Y sigue con sus exigencias, negarme a mis mismo, que no es otra cosa que no vivir pendiente de uno mismo, olvidarse del propio ego y mirar a Jesús y asumir “la inseguridad, el rechazo o la persecución que hubo de padecer el mismo Crucificado”, y en Occidente tenemos una vida de cristiano que nos hace caer en la laxitud de nuestro encuentro con Cristo vivo, no tenemos problemas, aparentemente, que los hay, pero no tan duro como en Oriente, en la propia Palestina, en muchos lugares de África y Asía, donde ser cristiano, seguidor de Jesús, sigue costando la vida.
Con nuestra negación y nuestra cruz, tenemos que presentar nuestros cuerpos, como nos dice Pablo, como hostias vivas, agradable a Dios, siendo ese nuestro culto razonable.
¡Cuántas zarandajas nos hemos buscado! Cuando lo tenemos todo aquí.
¡Me sedujiste, Señor y yo ¿me dejé seducir o te hice frente, te rechacé?, de todo tenemos en nuestro caminar, pues nuestra debilidad y fragilidad nos traiciona, pero tu misericordia es más grande.
Santa María, Madre de Dios y Madre nuestra, ayúdanos en el seguimiento de tu Hijo, AMEN

Maite at: 29 agosto, 2017 18:18 dijo...

En la historia de amor de Jeremías con Dios, como en la del salmista, Pablo o Pedro, hay momentos dulces y amargos. En los primeros Jeremías se siente seducido y enamorado; en los segundos engañado, burlado y frustrado. Pero la Palabra ha calado hondo en él; tanto que es fuego ardiente en sus entrañas y no puede contenerla, como el salmista, Pablo o Pedro.

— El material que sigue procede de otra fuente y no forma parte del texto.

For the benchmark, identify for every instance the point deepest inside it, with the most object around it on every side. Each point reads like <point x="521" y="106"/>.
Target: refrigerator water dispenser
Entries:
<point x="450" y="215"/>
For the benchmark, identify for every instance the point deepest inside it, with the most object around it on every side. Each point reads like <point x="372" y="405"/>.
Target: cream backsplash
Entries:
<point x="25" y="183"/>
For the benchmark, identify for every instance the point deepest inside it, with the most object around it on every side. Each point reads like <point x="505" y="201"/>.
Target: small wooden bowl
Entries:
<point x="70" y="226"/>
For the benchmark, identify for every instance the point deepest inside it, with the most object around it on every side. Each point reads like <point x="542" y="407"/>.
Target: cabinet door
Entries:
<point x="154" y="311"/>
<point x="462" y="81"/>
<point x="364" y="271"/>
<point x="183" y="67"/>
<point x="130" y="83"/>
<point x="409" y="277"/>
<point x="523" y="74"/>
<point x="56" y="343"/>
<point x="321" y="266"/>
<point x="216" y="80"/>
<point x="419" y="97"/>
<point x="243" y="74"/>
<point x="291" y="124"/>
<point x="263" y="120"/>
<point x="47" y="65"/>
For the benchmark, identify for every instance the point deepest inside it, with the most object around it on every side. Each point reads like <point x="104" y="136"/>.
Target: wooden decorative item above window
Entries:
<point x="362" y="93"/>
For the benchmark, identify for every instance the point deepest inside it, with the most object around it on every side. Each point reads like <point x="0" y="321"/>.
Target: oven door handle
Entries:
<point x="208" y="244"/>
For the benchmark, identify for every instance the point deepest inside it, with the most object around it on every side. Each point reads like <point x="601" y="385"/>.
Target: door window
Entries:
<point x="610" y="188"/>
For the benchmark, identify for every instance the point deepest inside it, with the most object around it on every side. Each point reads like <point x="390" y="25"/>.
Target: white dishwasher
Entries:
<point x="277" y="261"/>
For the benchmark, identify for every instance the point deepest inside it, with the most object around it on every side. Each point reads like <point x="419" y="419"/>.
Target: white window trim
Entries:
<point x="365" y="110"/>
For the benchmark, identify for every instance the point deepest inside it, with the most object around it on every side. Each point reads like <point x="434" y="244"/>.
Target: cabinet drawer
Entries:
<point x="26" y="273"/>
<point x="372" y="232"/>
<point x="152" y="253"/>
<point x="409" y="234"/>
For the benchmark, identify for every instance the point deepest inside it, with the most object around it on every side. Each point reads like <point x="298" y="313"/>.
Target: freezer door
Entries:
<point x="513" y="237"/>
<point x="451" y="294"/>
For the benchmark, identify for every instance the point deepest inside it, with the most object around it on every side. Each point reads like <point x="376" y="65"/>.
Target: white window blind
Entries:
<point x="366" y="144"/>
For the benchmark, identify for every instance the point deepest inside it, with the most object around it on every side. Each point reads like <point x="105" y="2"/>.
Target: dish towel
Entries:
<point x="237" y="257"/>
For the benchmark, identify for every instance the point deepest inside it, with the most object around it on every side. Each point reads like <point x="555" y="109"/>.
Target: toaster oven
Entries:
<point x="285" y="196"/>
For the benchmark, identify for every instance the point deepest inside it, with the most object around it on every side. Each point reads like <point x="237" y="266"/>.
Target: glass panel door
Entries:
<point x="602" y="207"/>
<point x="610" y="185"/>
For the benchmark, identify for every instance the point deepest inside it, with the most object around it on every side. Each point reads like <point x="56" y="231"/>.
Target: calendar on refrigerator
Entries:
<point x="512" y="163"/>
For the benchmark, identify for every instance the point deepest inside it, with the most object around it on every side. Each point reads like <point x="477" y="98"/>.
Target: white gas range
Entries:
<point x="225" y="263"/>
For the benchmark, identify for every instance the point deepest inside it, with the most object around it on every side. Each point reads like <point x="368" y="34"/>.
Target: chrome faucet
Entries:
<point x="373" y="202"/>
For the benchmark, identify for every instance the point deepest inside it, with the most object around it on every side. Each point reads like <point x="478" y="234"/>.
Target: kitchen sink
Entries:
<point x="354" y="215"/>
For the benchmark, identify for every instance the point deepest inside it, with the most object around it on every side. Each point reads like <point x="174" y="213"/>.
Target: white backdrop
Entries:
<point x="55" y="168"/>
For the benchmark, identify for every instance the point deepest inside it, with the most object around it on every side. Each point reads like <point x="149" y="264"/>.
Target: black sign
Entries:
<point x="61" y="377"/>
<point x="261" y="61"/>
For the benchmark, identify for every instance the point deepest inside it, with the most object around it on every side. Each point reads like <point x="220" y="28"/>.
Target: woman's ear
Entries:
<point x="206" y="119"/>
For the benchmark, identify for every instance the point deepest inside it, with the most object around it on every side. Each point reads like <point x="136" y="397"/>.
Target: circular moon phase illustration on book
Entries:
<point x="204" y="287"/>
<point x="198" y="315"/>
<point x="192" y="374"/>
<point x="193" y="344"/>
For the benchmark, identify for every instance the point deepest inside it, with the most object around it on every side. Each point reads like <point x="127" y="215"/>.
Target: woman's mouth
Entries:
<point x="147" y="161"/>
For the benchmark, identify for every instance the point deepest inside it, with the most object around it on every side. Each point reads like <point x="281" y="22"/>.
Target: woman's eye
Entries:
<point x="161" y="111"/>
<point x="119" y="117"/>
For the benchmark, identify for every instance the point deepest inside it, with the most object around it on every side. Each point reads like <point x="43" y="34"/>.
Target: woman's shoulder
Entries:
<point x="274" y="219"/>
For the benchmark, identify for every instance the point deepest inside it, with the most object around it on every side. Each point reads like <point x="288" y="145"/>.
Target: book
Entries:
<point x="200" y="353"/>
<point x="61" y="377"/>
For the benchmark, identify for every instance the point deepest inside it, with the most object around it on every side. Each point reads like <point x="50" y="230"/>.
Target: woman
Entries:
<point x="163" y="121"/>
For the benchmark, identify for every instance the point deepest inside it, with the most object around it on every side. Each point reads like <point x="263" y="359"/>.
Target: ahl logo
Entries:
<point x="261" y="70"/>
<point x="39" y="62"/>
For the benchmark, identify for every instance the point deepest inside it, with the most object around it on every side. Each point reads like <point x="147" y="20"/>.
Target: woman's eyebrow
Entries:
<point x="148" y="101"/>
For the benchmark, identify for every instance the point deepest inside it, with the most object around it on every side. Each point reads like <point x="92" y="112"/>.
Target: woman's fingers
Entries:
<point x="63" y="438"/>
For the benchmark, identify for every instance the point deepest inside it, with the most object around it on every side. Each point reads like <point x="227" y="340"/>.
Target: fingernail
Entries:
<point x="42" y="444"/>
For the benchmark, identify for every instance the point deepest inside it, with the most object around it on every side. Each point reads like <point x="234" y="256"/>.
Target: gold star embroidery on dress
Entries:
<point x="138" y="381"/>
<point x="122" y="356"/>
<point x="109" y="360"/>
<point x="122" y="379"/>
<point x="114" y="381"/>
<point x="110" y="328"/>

Todos ellos han aprendido, a lo largo del camino de la fe, a ofrecer sus vidas a Dios. Se han puesto a su servicio con todo lo que eran y tenían, y eso incluía las dudas, los miedos, los límites y equivocaciones.

Pedro, que ahora es piedra de tropiezo para Jesús, le ha confesado también como Mesías. Unas veces actúa movido por el Espíritu, como entonces, y otras se mueve por sí mismo, como ahora, y no acierta.

Solo hay un camino para seguir a Jesús: el de la entrega de la propia vida, como exhorta también Pablo. Y una condición para perseverar en la negación de uno mismo y cargar con la propia cruz o perder la vida por el proyecto de Jesús: un corazón que en medio de todas las dificultades y tropiezos arde seducido y enamorado con un fuego incontenible.